Giter Club home page Giter Club logo

lerf-my's Introduction

LERF: Language Embedded Radiance Fields

This is the official implementation for LERF.

Installation

LERF follows the integration guidelines described here for custom methods within Nerfstudio.

0. Install Nerfstudio dependencies

Follow these instructions up to and including "tinycudann" to install dependencies and create an environment

1. Clone this repo

git clone https://github.com/kerrj/lerf

2. Install this repo as a python package

Navigate to this folder and run python -m pip install -e .

3. Run ns-install-cli

Checking the install

Run ns-train -h: you should see a list of "subcommands" with lerf, lerf-big, and lerf-lite included among them.

Using LERF

Now that LERF is installed you can play with it!

  • Launch training with ns-train lerf --data <data_folder>. This specifies a data folder to use. For more details, see Nerfstudio documentation.
  • Connect to the viewer by forwarding the viewer port (we use VSCode to do this), and click the link to viewer.nerf.studio provided in the output of the train script
  • Within the viewer, you can type text into the textbox, then select the relevancy_0 output type to visualize relevancy maps.

Relevancy Map Normalization

By default, the viewer shows raw relevancy scaled with the turbo colormap. As values lower than 0.5 correspond to irrelevant regions, we recommend setting the range parameter to (-1.0, 1.0). To match the visualization from the paper, check the Normalize tick-box, which stretches the values to use the full colormap.

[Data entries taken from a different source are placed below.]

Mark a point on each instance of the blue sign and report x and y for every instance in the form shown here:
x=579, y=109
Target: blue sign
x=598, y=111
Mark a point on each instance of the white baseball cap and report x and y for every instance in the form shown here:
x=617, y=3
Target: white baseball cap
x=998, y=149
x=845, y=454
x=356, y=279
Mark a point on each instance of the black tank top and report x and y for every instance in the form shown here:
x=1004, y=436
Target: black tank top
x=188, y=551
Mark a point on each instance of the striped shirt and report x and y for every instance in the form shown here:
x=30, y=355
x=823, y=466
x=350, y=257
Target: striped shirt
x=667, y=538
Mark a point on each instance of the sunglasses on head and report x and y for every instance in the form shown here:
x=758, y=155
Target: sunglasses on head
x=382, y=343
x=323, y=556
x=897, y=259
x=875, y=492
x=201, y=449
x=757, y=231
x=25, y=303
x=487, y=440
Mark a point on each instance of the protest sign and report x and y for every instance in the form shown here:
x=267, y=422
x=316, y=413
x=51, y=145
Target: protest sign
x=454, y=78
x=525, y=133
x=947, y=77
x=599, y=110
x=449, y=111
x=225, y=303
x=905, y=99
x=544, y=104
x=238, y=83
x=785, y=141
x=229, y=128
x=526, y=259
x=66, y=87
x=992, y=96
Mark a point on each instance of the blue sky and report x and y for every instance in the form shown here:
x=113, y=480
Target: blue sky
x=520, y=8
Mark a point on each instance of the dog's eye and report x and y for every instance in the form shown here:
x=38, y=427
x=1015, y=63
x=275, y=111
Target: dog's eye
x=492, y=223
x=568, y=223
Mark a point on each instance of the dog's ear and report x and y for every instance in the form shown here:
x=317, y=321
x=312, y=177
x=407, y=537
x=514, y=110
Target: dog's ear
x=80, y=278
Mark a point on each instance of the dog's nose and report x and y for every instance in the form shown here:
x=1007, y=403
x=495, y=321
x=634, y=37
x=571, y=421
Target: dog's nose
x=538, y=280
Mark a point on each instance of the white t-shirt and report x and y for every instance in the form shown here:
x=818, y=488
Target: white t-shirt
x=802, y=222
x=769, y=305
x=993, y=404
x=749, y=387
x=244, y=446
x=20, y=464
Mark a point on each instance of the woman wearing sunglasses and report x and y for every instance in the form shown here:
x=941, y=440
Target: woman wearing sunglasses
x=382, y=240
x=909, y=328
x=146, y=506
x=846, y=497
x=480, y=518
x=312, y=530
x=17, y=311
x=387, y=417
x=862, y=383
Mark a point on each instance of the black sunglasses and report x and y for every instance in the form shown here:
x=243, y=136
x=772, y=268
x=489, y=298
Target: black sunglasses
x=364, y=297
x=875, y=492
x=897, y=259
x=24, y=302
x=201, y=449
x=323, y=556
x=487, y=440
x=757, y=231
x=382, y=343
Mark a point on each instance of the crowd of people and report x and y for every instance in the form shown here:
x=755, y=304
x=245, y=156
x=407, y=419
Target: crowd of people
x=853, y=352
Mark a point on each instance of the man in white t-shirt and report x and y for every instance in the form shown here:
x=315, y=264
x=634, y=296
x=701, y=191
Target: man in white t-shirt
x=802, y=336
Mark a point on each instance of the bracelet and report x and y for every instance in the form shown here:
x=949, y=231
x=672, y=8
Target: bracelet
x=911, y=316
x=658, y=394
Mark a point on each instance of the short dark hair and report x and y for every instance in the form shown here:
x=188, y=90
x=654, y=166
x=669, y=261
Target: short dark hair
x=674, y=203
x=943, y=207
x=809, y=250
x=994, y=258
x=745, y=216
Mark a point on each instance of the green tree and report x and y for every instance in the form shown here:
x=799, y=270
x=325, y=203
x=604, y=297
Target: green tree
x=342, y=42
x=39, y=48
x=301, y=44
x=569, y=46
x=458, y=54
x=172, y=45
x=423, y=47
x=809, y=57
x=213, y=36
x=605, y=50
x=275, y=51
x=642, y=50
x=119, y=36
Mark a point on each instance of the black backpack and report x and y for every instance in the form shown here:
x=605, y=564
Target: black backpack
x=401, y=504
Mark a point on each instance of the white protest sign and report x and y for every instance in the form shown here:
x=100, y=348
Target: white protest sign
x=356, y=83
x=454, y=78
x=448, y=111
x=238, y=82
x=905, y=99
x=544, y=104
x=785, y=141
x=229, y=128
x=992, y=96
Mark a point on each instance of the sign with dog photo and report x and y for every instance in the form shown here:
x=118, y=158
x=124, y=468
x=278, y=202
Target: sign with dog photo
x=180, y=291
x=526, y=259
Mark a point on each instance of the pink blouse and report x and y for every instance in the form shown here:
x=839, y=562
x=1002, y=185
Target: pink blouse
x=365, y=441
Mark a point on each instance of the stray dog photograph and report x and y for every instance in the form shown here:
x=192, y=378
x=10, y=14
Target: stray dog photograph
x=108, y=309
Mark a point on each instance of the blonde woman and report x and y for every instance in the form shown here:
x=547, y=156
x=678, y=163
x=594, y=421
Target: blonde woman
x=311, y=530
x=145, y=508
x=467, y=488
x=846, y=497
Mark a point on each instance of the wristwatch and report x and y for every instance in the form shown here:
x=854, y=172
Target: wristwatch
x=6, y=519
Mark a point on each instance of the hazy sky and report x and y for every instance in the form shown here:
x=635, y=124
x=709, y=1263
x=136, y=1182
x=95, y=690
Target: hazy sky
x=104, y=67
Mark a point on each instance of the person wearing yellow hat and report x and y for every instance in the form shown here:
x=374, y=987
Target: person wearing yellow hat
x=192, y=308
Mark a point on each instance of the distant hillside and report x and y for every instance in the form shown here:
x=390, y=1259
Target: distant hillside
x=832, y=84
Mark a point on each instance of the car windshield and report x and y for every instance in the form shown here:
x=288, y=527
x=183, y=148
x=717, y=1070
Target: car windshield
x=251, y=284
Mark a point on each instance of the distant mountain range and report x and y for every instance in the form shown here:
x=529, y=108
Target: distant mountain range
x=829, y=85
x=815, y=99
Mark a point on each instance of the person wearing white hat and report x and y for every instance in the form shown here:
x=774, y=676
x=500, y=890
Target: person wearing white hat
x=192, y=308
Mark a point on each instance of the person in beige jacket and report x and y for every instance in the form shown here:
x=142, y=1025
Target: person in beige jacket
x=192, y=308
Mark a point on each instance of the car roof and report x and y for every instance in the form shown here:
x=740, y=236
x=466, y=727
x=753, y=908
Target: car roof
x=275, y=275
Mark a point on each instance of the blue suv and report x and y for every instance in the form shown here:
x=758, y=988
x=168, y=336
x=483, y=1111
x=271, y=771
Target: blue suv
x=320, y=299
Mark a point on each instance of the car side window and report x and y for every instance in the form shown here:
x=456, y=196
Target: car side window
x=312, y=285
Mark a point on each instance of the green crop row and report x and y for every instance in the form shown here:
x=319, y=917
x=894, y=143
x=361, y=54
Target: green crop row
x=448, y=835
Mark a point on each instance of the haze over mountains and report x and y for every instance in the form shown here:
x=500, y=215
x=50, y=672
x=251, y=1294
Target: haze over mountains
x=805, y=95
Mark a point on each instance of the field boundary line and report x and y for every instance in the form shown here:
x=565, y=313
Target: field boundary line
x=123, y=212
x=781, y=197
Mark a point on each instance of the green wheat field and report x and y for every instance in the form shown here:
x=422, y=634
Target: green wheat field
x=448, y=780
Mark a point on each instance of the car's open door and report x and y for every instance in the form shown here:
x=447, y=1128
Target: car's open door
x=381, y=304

The images below show the rgb, raw, centered, and normalized output views for the query "Lily".

Resolution

The Nerfstudio viewer dynamically changes resolution to achieve a desired training throughput.

To increase resolution, pause training. Rendering at high resolution (512 or above) can take a second or two, so we recommend rendering at 256px

lerf-big and lerf-lite

If your GPU is struggling on memory, we provide a lerf-lite implementation that reduces the LERF network capacity and number of samples along rays. If you find you still need to reduce memory footprint, the most impactful parameters for memory are num_lerf_samples, hashgrid levels, and hashgrid size.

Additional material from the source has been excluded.